16/08/2004

L'art aux cochons !


Notre ministre de la Culture, Renaud Donnedieu de Vabres, semble vouloir traiter avec fermeté de grave défaillances généralisées dans la gestion de notre patrimoine mobilier par l’Etat. Nous savions qu’une œuvre monumentale de Niki de Saint Phalle appartenant au Musée National d’Art Moderne Pompidou, haute de 3 mètres et pesant une tonne, pouvait disparaître sans laisser de traces (fin 2000). Mais aujourd’hui, le contribuable apprend que ce sont plus de quinze mille pièces qui manquent à l’appel au sein des cinq institutions publiques de conservation : l'Etat, le Mobilier national, le Fonds national d'art contemporain (le Fnac), le Musée national d'art moderne du Centre Pompidou et l'Union centrale des arts décoratifs (l'Ucad); et qui occupent préfectures, musées, palais de justice ou mairies mais aussi ambassades, universités et grandes écoles...

L'affaire qui fait la une de la presse aujourd’hui, a démarré en 2000 lorsque des disparitions répétées de manuscrits anciens dans les réserves de la Rue de Richelieu alertent la direction de l'établissement public. Une longue et patiente enquête aboutit lors de la vente, en 2003 chez Christie's à New York, d'une bible du XIVe siècle. Le conservateur en chef au département des manuscrits hébraïques et fils de résistant, vice-président du conseil d'administration de l'OSE (OEuvre de secours aux enfants), Michel Garel, a avoué être l'auteur de ce vol qui lui aurait rapporté la coquette somme de 300 000 euros.
Mais le pire consiste en la mutilation irréversible de nombreux manuscrits des XIIIe, XIVe et XVe siècles aux pages simplement arrachées pour être vendues séparément.

Une vaste opération de «récolement» (recensement des oeuvres d'art) permit d’estimer les œuvres manquantes à la Bibliothèque Nationale à dix mille, soit 10 % du catalogue répertorié. Sur les 67 000 recensées par la Direction des musées de France, plus de 5 000 restent inexplicablement absentes. Le record est détenu par le Mobilier national, qui comptabilise le nombre le plus important de disparitions : 2 300 sur 9 600 oeuvres inventoriées !

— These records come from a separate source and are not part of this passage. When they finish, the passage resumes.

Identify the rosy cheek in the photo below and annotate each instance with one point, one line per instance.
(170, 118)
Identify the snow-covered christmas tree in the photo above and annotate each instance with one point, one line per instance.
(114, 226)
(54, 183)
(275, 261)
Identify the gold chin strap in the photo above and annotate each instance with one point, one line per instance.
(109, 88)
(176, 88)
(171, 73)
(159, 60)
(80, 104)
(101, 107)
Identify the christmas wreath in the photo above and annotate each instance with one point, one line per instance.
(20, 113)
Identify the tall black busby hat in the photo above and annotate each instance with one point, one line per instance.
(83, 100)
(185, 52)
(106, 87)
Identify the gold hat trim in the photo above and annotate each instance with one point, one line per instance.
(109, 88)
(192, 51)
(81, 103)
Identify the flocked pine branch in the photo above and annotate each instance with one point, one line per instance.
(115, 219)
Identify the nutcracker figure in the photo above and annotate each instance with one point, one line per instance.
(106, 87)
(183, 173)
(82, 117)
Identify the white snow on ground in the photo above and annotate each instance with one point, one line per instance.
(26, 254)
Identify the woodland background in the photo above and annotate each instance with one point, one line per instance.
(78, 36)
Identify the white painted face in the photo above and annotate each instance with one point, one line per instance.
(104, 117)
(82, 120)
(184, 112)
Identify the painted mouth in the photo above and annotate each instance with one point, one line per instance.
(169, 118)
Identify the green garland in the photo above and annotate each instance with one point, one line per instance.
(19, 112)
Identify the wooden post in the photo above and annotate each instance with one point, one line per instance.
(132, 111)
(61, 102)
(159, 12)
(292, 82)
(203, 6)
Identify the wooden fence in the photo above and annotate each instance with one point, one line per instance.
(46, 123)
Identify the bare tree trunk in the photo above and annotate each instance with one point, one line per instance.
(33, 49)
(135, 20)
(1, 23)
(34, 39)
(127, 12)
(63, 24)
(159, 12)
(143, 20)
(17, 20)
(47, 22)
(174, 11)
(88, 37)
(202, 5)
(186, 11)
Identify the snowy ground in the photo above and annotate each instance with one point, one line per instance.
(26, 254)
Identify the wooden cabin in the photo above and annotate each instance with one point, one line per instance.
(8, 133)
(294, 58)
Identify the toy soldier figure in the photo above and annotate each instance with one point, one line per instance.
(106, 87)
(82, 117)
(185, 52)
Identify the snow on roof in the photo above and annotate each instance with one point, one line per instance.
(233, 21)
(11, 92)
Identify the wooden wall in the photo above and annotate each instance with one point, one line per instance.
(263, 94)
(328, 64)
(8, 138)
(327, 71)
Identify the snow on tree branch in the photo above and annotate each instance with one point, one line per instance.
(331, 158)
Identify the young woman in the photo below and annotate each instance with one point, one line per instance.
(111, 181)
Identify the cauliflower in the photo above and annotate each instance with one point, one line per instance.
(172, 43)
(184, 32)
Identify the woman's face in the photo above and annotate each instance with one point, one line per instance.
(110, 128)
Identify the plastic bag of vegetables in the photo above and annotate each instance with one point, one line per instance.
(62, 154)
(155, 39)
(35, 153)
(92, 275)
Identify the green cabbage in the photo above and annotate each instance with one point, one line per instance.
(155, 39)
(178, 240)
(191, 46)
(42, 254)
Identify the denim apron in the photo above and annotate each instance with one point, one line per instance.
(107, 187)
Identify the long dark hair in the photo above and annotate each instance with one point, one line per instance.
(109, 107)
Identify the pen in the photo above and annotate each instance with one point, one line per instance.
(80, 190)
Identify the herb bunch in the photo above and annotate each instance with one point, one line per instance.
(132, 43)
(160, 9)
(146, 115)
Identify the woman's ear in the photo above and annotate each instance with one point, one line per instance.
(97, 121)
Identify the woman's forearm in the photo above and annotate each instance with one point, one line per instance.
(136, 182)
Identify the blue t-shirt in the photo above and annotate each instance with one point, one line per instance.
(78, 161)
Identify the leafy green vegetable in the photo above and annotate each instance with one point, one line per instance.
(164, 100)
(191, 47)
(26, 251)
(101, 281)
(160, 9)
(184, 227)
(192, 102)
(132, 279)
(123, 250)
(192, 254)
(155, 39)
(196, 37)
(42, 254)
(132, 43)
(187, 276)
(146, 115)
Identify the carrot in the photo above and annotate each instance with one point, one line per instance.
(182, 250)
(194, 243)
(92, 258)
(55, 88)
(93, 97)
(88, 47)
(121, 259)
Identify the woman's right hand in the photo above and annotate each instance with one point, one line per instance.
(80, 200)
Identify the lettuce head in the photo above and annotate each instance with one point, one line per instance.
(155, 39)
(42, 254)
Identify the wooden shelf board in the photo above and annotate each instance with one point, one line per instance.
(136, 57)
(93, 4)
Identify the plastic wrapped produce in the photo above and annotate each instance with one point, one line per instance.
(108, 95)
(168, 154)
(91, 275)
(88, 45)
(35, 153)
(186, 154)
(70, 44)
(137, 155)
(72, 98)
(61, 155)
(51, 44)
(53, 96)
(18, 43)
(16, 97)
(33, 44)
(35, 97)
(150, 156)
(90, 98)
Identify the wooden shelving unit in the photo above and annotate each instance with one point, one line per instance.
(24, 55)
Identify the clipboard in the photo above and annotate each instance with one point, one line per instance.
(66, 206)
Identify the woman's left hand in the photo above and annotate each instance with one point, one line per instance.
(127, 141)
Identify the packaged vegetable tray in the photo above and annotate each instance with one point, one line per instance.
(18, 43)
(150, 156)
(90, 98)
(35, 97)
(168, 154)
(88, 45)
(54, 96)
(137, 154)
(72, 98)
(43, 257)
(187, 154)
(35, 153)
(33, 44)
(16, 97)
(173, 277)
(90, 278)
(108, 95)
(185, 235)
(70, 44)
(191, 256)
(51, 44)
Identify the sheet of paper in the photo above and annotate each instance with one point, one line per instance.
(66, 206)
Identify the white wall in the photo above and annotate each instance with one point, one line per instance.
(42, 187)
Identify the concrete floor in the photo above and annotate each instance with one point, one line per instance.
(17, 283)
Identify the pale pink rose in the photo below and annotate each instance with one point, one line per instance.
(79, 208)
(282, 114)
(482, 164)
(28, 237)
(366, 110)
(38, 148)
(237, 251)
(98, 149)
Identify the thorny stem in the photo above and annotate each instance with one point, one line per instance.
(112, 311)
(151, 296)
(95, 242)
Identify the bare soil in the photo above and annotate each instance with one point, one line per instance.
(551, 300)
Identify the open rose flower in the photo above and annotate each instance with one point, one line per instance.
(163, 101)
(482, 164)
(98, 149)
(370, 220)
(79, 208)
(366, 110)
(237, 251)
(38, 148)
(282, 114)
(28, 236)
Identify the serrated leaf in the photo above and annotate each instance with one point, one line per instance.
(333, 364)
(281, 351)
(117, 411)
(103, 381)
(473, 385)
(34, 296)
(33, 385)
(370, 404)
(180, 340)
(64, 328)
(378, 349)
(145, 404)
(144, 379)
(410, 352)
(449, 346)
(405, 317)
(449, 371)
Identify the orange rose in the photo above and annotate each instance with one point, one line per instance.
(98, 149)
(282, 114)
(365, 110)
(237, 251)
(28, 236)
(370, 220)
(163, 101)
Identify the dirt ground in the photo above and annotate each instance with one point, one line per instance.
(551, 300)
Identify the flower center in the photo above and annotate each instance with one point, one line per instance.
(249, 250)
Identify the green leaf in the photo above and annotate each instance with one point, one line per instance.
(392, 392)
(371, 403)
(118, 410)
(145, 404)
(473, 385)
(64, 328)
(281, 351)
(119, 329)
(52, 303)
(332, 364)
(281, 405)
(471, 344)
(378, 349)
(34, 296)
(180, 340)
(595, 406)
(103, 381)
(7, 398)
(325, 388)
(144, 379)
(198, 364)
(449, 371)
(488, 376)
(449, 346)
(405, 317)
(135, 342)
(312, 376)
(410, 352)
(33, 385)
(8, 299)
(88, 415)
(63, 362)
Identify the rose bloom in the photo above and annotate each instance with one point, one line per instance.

L’absence des oeuvres s’explique souvent par un sinistre… officiellement du moins. Ainsi la Nana perdue de Nikki de Saint Phalle fut-elle déclarée « détruite par erreur » lors de son stockage au milieu des cinquante mille œuvres de Pompidou stockées ainsi. Le personnel de transport et de stockage a bon dos.Dans le même registre, on a retrouvé récemment un tableau du Dominiquin qui avait disparu des collections nationales depuis vingt ans. Il avait été déposé au musée de Toul, où le récolement avait constaté son absence des réserves. La mairie avait conclu à sa destruction lors de l'incendie qui avait ravagé le musée en 1939. Pourtant, un expert anglais affirmait l'avoir vu depuis cette époque. On a fini par apprendre, grâce à une indiscrétion, que le tableau était détenu dans une collection privée. Sur la pression de la commission, le musée de Toul a porté plainte et une enquête a été ouverte. Cette dernière a bien confirmé la présence de cette peinture chez un collectionneur qui prétendait l'avoir achetée dans une brocante. Les policiers ont d'ailleurs eu la surprise de découvrir, accrochée au mur, une autre toile qui avait disparu, elle, du musée municipal. Compte tenu de l'ancienneté des faits, aucune poursuite n'a été lancée.Ici, sur 160 oeuvres déposées par l'Etat à Rodez, douze sont restées introuvables. Là où des cinquante pièces de grands céramistes Art nouveau prêtées en 1912 à l'université de Lille, seulement deux ont été retrouvées. Un millier d'oeuvres se sont «égarées» lors de déménagements entre les bureaux du ministère de la Culture. Le mobilier de Jean Royère qui a décoré un grand nombre de ministères et d'ambassades dans les années 30, après avoir connu une période de désaffection (entendez littéralement : « à la cave ! »), se retrouve aujourd’hui dans les magasins d'antiquités.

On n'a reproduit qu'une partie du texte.